L’analisi del testo jahvista ci permette inoltre di collegare la solitudine originaria dell’uomo con la consapevolezza del corpo, attraverso il quale l’uomo si distingue da tutti gli “animalia” e “si separa” da essi, e anche attraverso il quale egli è persona. Si può affermare con certezza che quell’uomo così formato ha contemporaneamente la consapevolezza e la coscienza del senso del proprio corpo. E ciò sulla base dell’esperienza della solitudine originaria.
4. Tutto ciò può essere considerato come implicazione del secondo racconto della creazione dell’uomo, e l’analisi del testo ce ne consente un ampio sviluppo.
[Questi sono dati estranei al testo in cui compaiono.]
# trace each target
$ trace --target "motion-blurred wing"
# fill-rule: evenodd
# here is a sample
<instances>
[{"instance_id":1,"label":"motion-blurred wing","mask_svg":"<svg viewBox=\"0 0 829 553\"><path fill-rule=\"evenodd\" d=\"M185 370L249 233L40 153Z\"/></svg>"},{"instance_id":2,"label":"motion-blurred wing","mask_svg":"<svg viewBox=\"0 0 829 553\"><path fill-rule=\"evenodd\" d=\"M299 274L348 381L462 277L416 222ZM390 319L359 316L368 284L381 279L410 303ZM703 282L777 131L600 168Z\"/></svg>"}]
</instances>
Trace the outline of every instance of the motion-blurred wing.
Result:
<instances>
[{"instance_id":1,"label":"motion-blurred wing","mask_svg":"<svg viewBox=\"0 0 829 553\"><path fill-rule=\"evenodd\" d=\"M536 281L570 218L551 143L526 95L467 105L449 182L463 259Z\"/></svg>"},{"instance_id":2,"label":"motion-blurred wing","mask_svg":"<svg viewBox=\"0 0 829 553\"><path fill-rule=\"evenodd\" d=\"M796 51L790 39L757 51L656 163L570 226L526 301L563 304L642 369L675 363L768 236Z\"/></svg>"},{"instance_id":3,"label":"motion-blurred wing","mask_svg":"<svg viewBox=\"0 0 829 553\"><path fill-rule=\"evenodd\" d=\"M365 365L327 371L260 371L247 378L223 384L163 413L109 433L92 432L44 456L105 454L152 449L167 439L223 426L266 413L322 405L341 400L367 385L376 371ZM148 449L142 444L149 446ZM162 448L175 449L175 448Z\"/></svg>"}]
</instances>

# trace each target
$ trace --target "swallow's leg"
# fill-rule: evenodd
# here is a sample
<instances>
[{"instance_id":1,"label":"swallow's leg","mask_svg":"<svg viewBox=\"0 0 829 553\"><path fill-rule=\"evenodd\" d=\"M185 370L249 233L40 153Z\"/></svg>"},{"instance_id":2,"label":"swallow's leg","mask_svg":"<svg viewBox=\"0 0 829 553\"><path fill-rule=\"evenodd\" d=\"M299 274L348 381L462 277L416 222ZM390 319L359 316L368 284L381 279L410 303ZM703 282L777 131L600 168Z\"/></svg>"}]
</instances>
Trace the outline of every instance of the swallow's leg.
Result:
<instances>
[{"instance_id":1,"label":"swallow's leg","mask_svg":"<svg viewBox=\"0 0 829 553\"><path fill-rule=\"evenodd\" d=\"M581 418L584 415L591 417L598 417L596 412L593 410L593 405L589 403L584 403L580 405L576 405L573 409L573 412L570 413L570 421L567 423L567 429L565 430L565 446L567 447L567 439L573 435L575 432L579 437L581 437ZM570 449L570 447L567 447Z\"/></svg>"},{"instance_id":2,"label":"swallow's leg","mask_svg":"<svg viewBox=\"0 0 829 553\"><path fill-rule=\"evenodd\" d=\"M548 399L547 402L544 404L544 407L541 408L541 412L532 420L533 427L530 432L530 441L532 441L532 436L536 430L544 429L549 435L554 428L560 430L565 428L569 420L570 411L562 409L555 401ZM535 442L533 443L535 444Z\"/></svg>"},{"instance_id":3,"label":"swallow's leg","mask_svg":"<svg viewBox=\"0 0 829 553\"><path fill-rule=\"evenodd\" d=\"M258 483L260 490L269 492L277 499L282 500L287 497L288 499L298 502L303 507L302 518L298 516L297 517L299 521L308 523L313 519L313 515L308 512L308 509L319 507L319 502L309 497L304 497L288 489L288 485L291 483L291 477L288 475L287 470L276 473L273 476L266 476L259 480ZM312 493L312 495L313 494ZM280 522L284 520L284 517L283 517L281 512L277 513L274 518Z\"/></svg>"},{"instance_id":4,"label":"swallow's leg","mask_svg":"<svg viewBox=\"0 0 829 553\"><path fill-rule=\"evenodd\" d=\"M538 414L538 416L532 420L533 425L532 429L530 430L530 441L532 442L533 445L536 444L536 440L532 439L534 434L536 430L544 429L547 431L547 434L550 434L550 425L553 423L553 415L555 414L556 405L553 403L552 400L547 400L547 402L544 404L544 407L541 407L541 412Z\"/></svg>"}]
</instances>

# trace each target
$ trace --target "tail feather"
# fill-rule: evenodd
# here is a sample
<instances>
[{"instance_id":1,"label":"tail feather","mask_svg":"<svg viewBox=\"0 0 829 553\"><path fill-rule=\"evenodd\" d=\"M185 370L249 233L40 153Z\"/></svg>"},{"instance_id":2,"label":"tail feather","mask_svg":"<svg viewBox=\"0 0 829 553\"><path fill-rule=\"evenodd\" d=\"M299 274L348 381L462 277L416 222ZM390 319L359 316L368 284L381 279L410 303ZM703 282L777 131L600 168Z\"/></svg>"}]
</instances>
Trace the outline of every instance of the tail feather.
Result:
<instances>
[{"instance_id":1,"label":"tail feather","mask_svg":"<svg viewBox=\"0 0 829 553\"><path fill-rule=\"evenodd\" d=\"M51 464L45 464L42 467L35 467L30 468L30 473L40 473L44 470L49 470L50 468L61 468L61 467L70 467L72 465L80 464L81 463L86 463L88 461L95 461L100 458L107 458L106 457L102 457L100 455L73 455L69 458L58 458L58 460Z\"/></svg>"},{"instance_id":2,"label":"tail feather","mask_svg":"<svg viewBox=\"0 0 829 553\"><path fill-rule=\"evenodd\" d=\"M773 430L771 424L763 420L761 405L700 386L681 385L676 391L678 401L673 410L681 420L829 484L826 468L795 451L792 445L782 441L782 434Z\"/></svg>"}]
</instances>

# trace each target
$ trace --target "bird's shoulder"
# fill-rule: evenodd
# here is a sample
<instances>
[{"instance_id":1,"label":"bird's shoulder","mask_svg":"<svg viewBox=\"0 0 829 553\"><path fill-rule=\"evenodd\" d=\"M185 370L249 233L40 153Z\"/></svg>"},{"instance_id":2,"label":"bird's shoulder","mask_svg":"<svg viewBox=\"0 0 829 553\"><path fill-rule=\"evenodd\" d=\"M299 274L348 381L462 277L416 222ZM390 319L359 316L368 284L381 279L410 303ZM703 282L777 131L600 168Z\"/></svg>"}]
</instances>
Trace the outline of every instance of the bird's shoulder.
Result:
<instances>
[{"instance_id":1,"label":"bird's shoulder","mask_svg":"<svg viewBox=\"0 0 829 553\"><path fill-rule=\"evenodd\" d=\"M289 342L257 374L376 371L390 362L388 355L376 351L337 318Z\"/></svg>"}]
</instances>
Quando all’inizio del testo jahvista, prima ancora che si parli della creazione dell’uomo dalla “polvere del suolo”, leggiamo che “nessuno lavorava il suolo e faceva salire dalla terra l’acqua dei canali per irrigare tutto il suolo” (Gen 2,5-6), associamo giustamente questo brano a quello del primo racconto, in cui viene espresso il comando divino: “Riempite la terra: soggiogatela e dominate” (Gen 1,28). Il secondo racconto allude in modo esplicito al lavoro che l’uomo svolge per coltivare la terra. Il primo fondamentale mezzo per dominare la terra si trova nell’uomo stesso.
L’uomo può dominare la terra perché soltanto lui e nessun altro degli esseri viventi è capace di “coltivarla” e trasformarla secondo i propri bisogni (“faceva salire dalla terra l’acqua dei canali per irrigare il suolo”). Ed ecco, questo primo abbozzo di un’attività specificamente umana sembra fare parte della definizione dell’uomo, così come essa emerge dall’analisi del testo jahvista. Di conseguenza, si può affermare che tale abbozzo è intrinseco al significato della solitudine originaria e appartiene a quella dimensione di solitudine, attraverso la quale l’uomo, sin dall’inizio, è nel mondo visibile quale corpo tra i corpi e scopre il senso della propria corporalità.
Su questo argomento ritorneremo nella prossima meditazione.